First run, kernel panic

ok, 2nd run..............

booted to a console, ro, don't know why ro.  Enter the usual mount -o remount,rw,exec rootfs / makes root rw.

It could not detect the lvm partitions, and only having ext3 and reisrfs on board, I couldn't reach the kernel-2.6.34-hardened.

So about the same as you has already. i had to add a couple of entries in firmware to complete the compile, but I suppose that's related to my hardware.

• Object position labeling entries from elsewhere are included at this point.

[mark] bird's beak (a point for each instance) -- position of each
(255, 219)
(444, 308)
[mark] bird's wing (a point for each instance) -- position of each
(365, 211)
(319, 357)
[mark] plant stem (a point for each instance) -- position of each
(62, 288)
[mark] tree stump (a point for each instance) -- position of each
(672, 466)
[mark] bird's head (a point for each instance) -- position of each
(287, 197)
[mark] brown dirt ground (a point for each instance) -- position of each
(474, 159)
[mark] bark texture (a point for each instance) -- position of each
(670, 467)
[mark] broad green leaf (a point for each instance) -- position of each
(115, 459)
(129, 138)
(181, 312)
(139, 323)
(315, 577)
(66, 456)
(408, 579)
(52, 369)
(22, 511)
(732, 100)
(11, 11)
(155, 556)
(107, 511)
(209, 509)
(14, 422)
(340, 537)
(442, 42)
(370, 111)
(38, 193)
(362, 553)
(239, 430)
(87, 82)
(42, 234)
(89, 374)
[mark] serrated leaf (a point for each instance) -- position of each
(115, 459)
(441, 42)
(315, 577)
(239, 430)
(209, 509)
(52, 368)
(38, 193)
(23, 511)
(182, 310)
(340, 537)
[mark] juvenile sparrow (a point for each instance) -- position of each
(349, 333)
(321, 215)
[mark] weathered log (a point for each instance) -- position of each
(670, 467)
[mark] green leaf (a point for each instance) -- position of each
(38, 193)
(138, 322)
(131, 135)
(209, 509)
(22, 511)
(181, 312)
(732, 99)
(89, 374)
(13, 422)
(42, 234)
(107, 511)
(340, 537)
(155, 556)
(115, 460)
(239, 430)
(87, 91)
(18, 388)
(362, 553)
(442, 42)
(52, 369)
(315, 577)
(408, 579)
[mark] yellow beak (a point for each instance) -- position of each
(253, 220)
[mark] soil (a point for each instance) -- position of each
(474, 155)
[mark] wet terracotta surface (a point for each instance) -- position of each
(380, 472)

ok, I rebooted into my kernel-2.6.34-r2, and got all partitions as normal, just couldn't get into WM, which is trivial.

Had no initrd, wasn't needed since it got to a console. cmd line was close to 

```

genny bin # cat /proc/cmdline

ro root=/dev/sda6 crashkernel=16M@32M console=tty0 resume=swap:/dev/sda7 fbcon=font:10x18 fbcon=scrollback:1024

```

I'm not quite the guru, so shall take an easier path.

To your config. I added 

 *Quote:*   

> 
> 
> .config - Linux Kernel v2.6.34-hardened-r6 Configuration                                   
> 
>  ────────────────────────────────────────────────────────────────────────────────────────── 
> ...

 

and my processor, and that's it. Assuming you have lvm2 all emerged and bootable on your old kernel, I don't know offhand why it only gets to ro, but I can work it but will take some time.  For now, take this config, my 2.6.34, and cut it down to your system needs. You'll find it has many more components checked.  Try to cut out only the unnecessary, like file systems, and work your way down to a selected minimal state of your preference. It will pick up your lvm2 volumes, the important element.

----------

## KShots

Similar issue here... I run an initramfs from an imanifest file with a custom-written init script. This happened when I updated lvm to 2.02.103. Unfortunately, I did something stupid and updated all of my machines to this version, and now none of them will boot without manual intervention.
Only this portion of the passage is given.